This book contains the presentations given during the Duke Symposium on Computational Models of Conditioning, which took place between May 15th and May 17th of 2009 at the Duke Campus in Durham, N.C. The meeting was sponsored by the Duke Department of Psychology and Neuroscience, the Duke Office of the Vice Provost for International Affairs, and the Duke Arts and Sciences Research Council. All the participants and I are indebted for their generous support.

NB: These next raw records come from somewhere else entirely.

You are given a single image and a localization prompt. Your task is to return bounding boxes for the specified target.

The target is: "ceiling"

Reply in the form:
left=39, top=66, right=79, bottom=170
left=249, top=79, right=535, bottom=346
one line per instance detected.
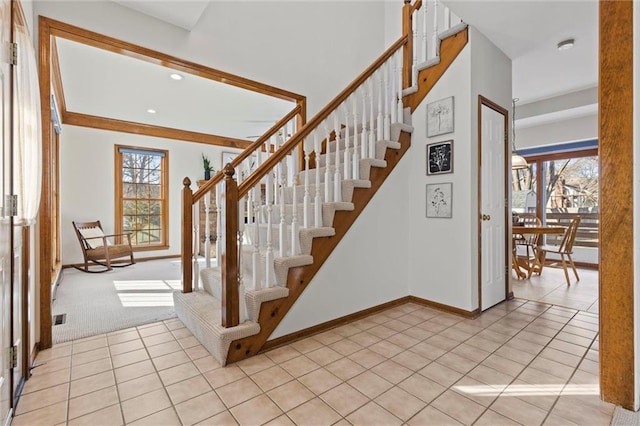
left=58, top=0, right=598, bottom=139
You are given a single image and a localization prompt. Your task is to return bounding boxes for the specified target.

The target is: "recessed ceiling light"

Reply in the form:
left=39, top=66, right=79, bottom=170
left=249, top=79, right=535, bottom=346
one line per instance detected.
left=558, top=38, right=576, bottom=50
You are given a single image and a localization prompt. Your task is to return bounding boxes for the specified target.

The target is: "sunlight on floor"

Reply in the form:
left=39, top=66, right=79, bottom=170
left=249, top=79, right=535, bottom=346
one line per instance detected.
left=454, top=384, right=600, bottom=396
left=113, top=280, right=181, bottom=308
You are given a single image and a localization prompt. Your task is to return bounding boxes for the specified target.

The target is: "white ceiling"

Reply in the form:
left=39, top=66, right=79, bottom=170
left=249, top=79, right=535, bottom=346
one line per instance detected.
left=58, top=0, right=598, bottom=139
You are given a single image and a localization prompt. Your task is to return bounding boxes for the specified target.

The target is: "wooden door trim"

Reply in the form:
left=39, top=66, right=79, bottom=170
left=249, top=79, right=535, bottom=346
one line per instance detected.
left=598, top=1, right=638, bottom=410
left=476, top=95, right=511, bottom=312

The meeting was organized with the assistance of my friend and former Ph.D. advisor Professor John Moore (University of Massachusetts at Amherst). I am particularly thankful to John for helping me in finding a group of participants who contributed both well-established and novel theories of classical conditioning. I am also grateful to Munir Gunes Kutlu for his help in running many aspects of the meeting.

The models

John Kruschke and Rick Hullinger (Indiana University, USA) prepared the chapter on “The evolution of learned attention.” In this chapter, the authors use simulated evolution, with adaptive fitness measured as overall accuracy during a lifetime of learning, and show that evolution converges to architectures that incorporate attentional learning. They also describe the specific training environments that encourage this evolutionary trajectory, and how we assess attentional learning in the evolved learners. Interestingly, the resulting attentional mechanism is similar to that proposed by Mackintosh (1975).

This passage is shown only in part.